I'm not sure I'm following. All PyCall.jl wants to do is ensure that the conda environment it is operating in has numpy installed. Normally, this is a conda environment that is created specifically for a Julia install, but from a conda installed Julia this is an existing conda environment.

mkitti commented 1 year ago

Could we consider adding --freeze-installed instead?

MilesCranmer commented 1 year ago

Wait, I thought this line was the cause of the downstream issues? Doesn’t Conda.add() update the numpy version and reinstall?

MilesCranmer commented 1 year ago

https://docs.conda.io/projects/conda/en/latest/commands/install.html

Conda attempts to install the newest versions of the requested packages. To accomplish this, it may update some packages that are already installed, or install additional packages. To prevent existing packages from updating, use the --freeze-installed option.

(maybe that’s what you meant by --freeze-installed?)

MilesCranmer commented 1 year ago

I think it’s safer to entirely turn off calls to conda install when inside a conda-forge build script though. Just feels a bit dangerous.

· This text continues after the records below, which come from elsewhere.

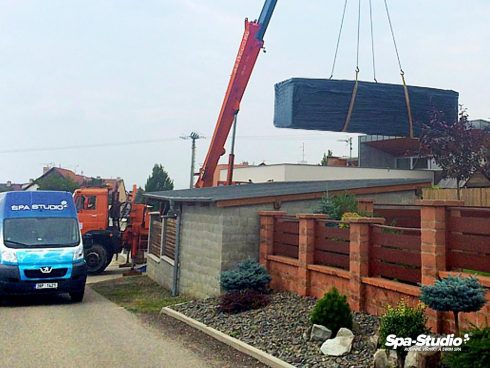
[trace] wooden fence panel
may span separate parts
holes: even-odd
[[[371,227],[370,276],[417,284],[421,281],[420,229]]]
[[[432,189],[422,190],[424,199],[457,200],[456,189]],[[490,207],[490,188],[461,188],[461,200],[465,206]]]
[[[164,246],[162,255],[175,259],[175,242],[177,234],[177,220],[174,218],[165,219]]]
[[[160,257],[162,246],[162,220],[159,216],[152,216],[150,227],[149,252],[156,257]]]
[[[273,254],[298,259],[299,220],[297,218],[289,216],[276,218]]]
[[[406,206],[405,206],[406,207]],[[420,228],[420,209],[419,208],[374,208],[374,215],[376,217],[384,217],[386,219],[386,225]]]
[[[339,228],[335,222],[317,221],[314,264],[349,270],[348,228]]]
[[[447,266],[451,271],[490,272],[490,210],[449,210]]]

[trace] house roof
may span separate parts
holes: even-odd
[[[430,183],[428,183],[426,179],[297,181],[171,190],[164,192],[145,193],[145,196],[161,201],[210,203],[264,197],[282,198],[285,196],[308,194],[315,194],[318,198],[327,191],[338,192],[345,190],[365,189],[363,193],[375,193],[379,192],[379,190],[383,187],[400,187],[399,190],[409,190],[425,185],[430,185]],[[406,187],[406,189],[402,187]],[[372,191],[370,191],[370,189],[372,189]],[[391,189],[391,191],[395,191],[393,189],[397,188]]]
[[[0,183],[0,192],[11,192],[22,190],[22,184]]]
[[[74,183],[77,183],[78,185],[82,185],[86,180],[89,179],[86,176],[75,174],[73,171],[68,170],[68,169],[63,169],[61,167],[52,167],[49,170],[47,170],[45,173],[43,173],[39,178],[37,178],[33,182],[29,183],[29,185],[27,185],[24,188],[24,190],[28,189],[28,188],[32,187],[34,184],[36,184],[37,180],[43,179],[43,178],[45,178],[49,175],[52,175],[52,174],[58,174],[58,175],[64,177],[65,179],[70,179],[71,181],[73,181]]]
[[[71,170],[64,169],[61,167],[52,167],[49,170],[46,170],[46,172],[44,174],[42,174],[39,178],[37,178],[33,182],[29,183],[24,188],[24,190],[32,187],[34,184],[36,184],[36,181],[43,179],[49,175],[53,175],[53,174],[60,175],[60,176],[64,177],[65,179],[69,179],[69,180],[73,181],[74,183],[76,183],[80,186],[88,183],[91,179],[100,179],[101,183],[103,185],[109,186],[111,190],[115,190],[120,185],[123,185],[123,189],[126,190],[126,188],[124,187],[124,180],[122,180],[121,178],[116,178],[116,179],[93,178],[93,177],[88,177],[88,176],[84,176],[84,175],[78,175]]]

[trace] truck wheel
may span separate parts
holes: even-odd
[[[70,298],[73,303],[80,303],[83,300],[85,290],[70,293]]]
[[[85,262],[89,274],[98,274],[107,267],[107,250],[100,244],[94,244],[85,251]]]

What if even with freeze-installed, it installs some other packages which are not present in the env that conda-forge is building?

mkitti commented 1 year ago

Actually, I think we want --satisfied-skip-solve

mkitti commented 1 year ago

What if even with freeze-installed, it installs some other packages which are not present in the env that conda-forge is building?

It should throw errors since you did not previously add all the needed dependencies.

MilesCranmer commented 1 year ago

Okay I added the required functionality in https://github.com/JuliaPy/Conda.jl/pull/240

mkitti commented 1 year ago

See https://github.com/JuliaPy/Conda.jl/pull/241

ngam commented 1 year ago

I think it’s safer to entirely turn off calls to conda install when inside a conda-forge build script though.

If this is possible, it is desirable. However, it likely should be done as a patch in conda-forge, not here. I will leave that up to you though. Why would PyCall need numpy to begin with? That’s kinda odd and arbitrary (isn’t it supposed to be a generic python caller?)

stevengj commented 1 year ago

Why would PyCall need numpy to begin with? That’s kinda odd and arbitrary (isn’t it supposed to be a generic python caller?)

In order to wrap Julia arrays with numpy arrays when calling Python.

stevengj commented 1 year ago

Why would PyCall need numpy to begin with? That’s kinda odd and arbitrary (isn’t it supposed to be a generic python caller?)

In order to wrap Julia arrays with numpy arrays when calling Python.

stevengj commented 1 year ago

Why would PyCall need numpy to begin with? That’s kinda odd and arbitrary (isn’t it supposed to be a generic python caller?)

In order to wrap Julia arrays with numpy arrays when calling Python.

MilesCranmer commented 1 year ago

@mkitti Updated with satisfied_skip_solve=true

mkitti commented 1 year ago

@stevengj could we merge and release this change?

MilesCranmer commented 1 year ago

Just pinging this - could this be merged @stevengj?

mkitti commented 1 year ago

I only have an auto-merge button here.

image

An chance we could get the other CI bits to pass? Python 2.7 should probably just be retired...

MilesCranmer commented 1 year ago

It says:

Error: Version 2.7 with arch x64 not found

so we can't even test it. Also, pyjulia already dropped support.

MilesCranmer commented 1 year ago

@stevengj sorry for the spam but we really need this fixed to solve some downstream failures. Any chance you could merge+release?

ngam commented 1 year ago

@MilesCranmer, is pycall available in conda-forge somehow? What in conda-forge uses it? If that's the case, we could patch it and move the ball forward instead of waiting.

ngam commented 1 year ago

Or is it the thing that Julia calls and we bundle in your pysr setup?

ngam commented 1 year ago

If so, we could point your pysr package on Conda-forge to use this https://github.com/MilesCranmer/PyCall.jl/tree/patch-numpy-install (I don't know how that's done in Julia, but I assume it is easily doable, right?)

MilesCranmer commented 1 year ago

Right, we bundle it with the PySR install as a special julia depot.